On organic search, E-E-A-T improvements tend to show up gradually. A page that demonstrates genuine experience and expertise does not jump to position one overnight. But pages that consistently fall short of the quality standard will plateau or decline, while pages that meet it tend to show slow, stable improvement over time.
The clearest short-term signal is direct audience feedback. If LinkedIn posts generate replies from people who genuinely find the insight useful, rather than polite acknowledgements, the tone is working. If a potential client mentions something they read on your blog during a first conversation, the content is doing what it should.
Frequently Asked Questions
How do I tell if my AI content sounds too robotic?
Read it aloud. Robotic content has a detectable rhythm: every sentence is roughly the same length, every paragraph follows the same structure, and transitions between ideas are too clean. If it flows without a single surprise or catch, it almost certainly reads as AI output rather than human writing. The more practical test is to ask whether any sentence in the piece could only have been written by someone with direct experience of this topic. If the answer is no throughout, the content lacks the experience signal that Google and human readers look for. Humanising AI content means addressing exactly this gap.
Will AI content hurt my Google ranking?
Not automatically. Google’s guidance makes it clear that the issue is whether the content is helpful to the reader, not whether AI was involved in producing it. AI output that has been properly reviewed, fact-checked, and edited to reflect genuine expertise can rank well. Unedited AI output that is thin, inaccurate, or generic will underperform regardless of how it was produced. The question is not “did AI write this?” but “is this actually useful?”
What are the most common AI words and phrases to remove?
The high-frequency offenders include: leverage, seamless, robust, cutting-edge, game-changing, innovative, transformative, unlock, harness, elevate, foster, and ecosystem. Beyond individual words, watch for trailing “-ing” phrases that puff up significance without adding information, such as “reflecting the continued importance of…” or “emphasising the need for…”. These should be cut entirely. If the point is worth making, make it directly. This is one of the core disciplines of humanising AI content.

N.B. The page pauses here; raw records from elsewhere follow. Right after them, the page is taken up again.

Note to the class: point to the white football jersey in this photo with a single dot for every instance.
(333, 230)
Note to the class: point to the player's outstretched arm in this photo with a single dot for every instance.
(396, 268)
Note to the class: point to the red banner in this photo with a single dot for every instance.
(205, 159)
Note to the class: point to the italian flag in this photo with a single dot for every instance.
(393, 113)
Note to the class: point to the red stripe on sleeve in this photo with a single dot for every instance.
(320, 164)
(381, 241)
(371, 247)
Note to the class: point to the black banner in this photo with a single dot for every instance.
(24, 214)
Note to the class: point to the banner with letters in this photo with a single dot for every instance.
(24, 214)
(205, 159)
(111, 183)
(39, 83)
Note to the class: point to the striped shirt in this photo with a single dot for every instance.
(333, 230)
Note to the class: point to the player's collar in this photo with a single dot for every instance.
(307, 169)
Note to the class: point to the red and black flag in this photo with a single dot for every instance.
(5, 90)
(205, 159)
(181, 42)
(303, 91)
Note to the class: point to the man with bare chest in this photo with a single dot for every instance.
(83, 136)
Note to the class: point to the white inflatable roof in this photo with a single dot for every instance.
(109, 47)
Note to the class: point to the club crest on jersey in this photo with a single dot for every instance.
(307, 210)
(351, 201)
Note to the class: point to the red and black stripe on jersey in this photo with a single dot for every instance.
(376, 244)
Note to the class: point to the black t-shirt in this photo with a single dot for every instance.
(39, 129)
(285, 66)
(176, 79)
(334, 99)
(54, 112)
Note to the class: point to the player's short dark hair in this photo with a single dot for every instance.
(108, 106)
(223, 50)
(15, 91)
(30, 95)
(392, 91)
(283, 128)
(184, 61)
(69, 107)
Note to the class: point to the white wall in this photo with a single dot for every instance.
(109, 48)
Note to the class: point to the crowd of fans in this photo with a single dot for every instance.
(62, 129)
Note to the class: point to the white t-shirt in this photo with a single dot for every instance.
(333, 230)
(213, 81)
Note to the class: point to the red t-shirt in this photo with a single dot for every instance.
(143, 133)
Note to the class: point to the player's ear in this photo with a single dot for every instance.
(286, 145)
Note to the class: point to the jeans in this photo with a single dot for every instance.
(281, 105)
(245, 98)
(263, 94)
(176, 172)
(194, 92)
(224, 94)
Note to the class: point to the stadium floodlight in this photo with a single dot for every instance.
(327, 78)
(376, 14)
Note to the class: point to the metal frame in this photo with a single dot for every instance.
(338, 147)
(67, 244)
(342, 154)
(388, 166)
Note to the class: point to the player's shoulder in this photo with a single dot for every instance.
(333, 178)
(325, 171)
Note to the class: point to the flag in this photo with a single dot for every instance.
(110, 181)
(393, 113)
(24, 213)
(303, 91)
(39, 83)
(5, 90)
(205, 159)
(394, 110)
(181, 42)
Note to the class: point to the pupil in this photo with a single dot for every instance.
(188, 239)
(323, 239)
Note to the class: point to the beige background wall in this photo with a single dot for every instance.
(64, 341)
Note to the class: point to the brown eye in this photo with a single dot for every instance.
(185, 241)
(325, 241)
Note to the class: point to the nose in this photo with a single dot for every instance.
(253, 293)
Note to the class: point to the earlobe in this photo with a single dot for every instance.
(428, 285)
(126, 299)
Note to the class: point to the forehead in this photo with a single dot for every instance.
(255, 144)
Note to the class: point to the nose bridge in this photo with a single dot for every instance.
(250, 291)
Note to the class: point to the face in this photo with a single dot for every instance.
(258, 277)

Do I need to tell people if I used AI to write my content?
According to the UK’s ASA and the Committee of Advertising Practice (CAP), there is no blanket legal requirement to disclose AI involvement in standard marketing content. However, CAP advises that marketers should ask whether the audience would be misled if AI use is not disclosed. Where AI output is presented as original expert opinion, that question matters most. If a piece is presented as a first-person professional opinion or a case study based on direct experience, but was generated by AI without that grounding, it is misleading and damages trust.
How do I maintain brand consistency across AI output?

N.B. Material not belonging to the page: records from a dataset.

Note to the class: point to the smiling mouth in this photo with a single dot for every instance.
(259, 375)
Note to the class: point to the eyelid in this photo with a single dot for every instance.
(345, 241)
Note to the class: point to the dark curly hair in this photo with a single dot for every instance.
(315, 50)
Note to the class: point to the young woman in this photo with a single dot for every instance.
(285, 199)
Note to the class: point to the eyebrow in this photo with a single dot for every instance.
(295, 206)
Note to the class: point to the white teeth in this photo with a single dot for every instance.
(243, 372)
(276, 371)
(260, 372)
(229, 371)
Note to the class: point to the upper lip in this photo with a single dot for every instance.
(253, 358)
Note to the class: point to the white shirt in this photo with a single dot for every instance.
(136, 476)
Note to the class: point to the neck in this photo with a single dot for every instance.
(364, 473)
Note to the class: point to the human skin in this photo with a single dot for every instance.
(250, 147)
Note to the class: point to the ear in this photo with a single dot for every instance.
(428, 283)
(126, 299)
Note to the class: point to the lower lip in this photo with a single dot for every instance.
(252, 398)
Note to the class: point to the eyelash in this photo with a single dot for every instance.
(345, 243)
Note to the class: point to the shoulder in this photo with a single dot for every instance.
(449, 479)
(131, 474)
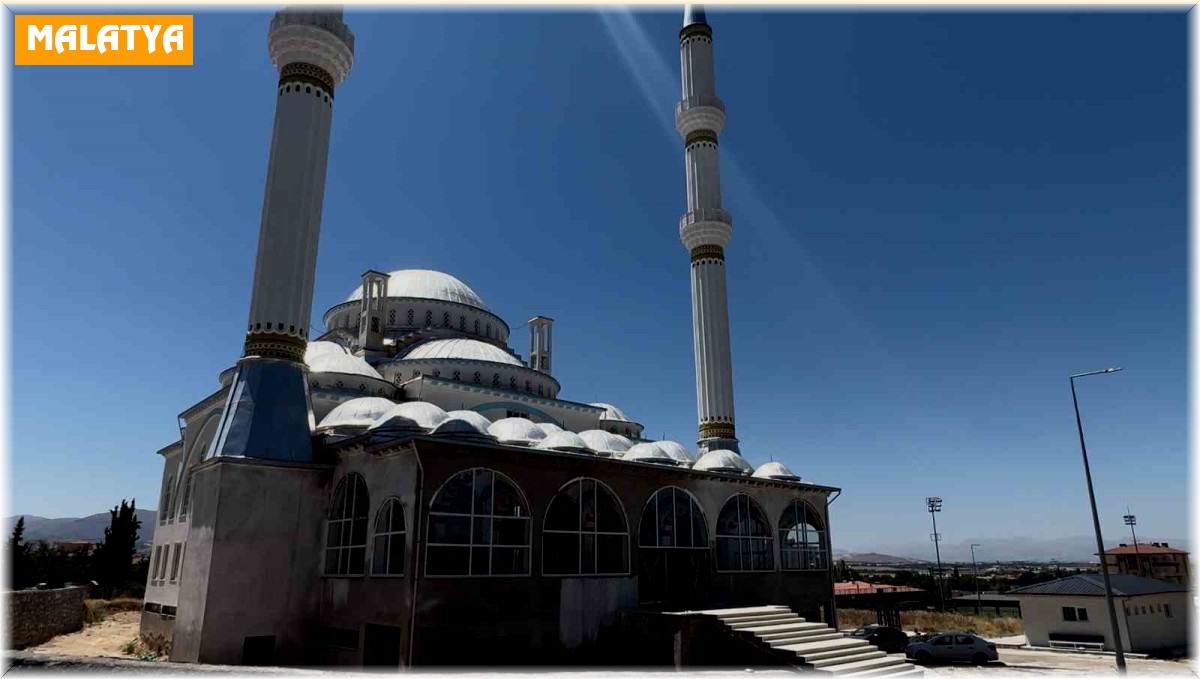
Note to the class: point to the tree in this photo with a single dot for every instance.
(18, 556)
(114, 559)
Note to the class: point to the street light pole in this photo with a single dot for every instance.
(1096, 523)
(975, 576)
(935, 505)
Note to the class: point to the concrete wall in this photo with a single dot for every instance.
(36, 616)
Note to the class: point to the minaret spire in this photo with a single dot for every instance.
(705, 230)
(268, 413)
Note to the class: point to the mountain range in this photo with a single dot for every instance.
(39, 528)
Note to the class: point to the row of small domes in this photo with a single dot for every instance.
(376, 414)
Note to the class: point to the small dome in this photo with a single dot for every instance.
(549, 427)
(462, 427)
(677, 452)
(357, 413)
(411, 415)
(516, 431)
(723, 462)
(611, 413)
(471, 416)
(648, 452)
(567, 442)
(775, 470)
(468, 349)
(606, 444)
(321, 348)
(341, 364)
(426, 284)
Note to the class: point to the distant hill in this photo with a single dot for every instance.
(87, 528)
(876, 558)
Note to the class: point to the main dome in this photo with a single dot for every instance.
(469, 349)
(426, 284)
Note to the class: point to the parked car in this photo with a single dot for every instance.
(888, 640)
(949, 647)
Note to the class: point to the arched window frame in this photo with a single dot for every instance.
(753, 552)
(346, 527)
(802, 541)
(696, 514)
(389, 532)
(610, 538)
(475, 546)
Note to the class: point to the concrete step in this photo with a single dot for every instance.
(835, 642)
(861, 666)
(761, 620)
(891, 672)
(805, 638)
(779, 628)
(835, 660)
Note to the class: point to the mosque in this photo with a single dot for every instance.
(408, 481)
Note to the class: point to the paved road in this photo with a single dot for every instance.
(1018, 661)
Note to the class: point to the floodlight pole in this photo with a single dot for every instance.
(1096, 524)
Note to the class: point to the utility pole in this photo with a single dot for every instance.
(935, 505)
(975, 575)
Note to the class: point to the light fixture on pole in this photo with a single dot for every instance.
(1096, 524)
(975, 575)
(935, 505)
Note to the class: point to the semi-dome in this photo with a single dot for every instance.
(343, 364)
(321, 348)
(611, 413)
(648, 452)
(461, 348)
(677, 452)
(357, 413)
(775, 470)
(462, 427)
(516, 431)
(549, 427)
(426, 284)
(565, 442)
(471, 416)
(411, 415)
(605, 443)
(723, 462)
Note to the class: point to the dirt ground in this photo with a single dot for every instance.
(102, 640)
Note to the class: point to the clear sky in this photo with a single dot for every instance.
(937, 218)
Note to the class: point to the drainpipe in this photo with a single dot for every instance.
(415, 552)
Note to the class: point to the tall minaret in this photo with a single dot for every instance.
(268, 413)
(705, 230)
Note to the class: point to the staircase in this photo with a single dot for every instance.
(813, 646)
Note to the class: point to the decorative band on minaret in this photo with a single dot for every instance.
(268, 413)
(705, 230)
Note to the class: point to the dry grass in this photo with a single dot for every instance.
(97, 610)
(930, 622)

Build a brand voice document and include a relevant extract in every prompt. The document should cover your preferred register (formal or conversational), words and phrases you never use, a sentence or two describing your audience relationship, and two or three examples of existing content that sounds right. Update it when content performance data tells you something is not resonating. The goal is not a static rulebook but a living reference that reflects what actually works.

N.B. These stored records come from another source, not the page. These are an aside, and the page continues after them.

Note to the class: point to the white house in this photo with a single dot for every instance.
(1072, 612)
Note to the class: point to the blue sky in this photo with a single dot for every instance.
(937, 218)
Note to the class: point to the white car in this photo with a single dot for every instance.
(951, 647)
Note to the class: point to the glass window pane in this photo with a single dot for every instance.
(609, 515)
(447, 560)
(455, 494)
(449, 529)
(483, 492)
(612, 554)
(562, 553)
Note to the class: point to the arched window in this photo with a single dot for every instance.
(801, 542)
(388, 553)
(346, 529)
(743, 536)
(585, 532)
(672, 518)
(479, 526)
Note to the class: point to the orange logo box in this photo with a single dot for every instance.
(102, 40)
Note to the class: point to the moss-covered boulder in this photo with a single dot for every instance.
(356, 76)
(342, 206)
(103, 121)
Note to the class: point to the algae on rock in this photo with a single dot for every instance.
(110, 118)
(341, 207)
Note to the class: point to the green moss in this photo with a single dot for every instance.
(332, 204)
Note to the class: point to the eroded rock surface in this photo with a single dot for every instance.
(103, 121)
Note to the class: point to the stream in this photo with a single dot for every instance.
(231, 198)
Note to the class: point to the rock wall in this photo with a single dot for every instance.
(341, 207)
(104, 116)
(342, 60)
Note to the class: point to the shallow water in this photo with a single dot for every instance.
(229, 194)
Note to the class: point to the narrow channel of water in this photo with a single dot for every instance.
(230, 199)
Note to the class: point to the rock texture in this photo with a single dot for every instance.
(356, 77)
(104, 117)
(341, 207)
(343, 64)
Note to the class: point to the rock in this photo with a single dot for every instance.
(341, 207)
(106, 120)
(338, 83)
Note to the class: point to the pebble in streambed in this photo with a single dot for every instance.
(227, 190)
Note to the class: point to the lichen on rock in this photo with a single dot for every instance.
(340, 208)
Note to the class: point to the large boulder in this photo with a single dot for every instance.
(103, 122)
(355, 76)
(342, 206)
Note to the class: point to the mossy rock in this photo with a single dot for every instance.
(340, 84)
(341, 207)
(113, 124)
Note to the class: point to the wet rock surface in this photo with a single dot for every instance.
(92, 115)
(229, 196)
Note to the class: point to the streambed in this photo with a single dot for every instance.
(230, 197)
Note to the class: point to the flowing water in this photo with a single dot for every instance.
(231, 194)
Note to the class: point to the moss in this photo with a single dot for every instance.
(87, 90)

What is the best tool for humanising AI content?
Skilled human editing. Detection-bypass tools and “AI humaniser” services that algorithmically rephrase content address only the surface pattern rather than the underlying problem. Content that genuinely reflects expertise, specific experience, and a clear point of view does not need to be processed through a secondary tool. The investment in a proper editorial layer produces content that is better for readers and more durable for search performance than content paraphrased to avoid detection. Humanising AI content is ultimately an editorial process, not a technical one.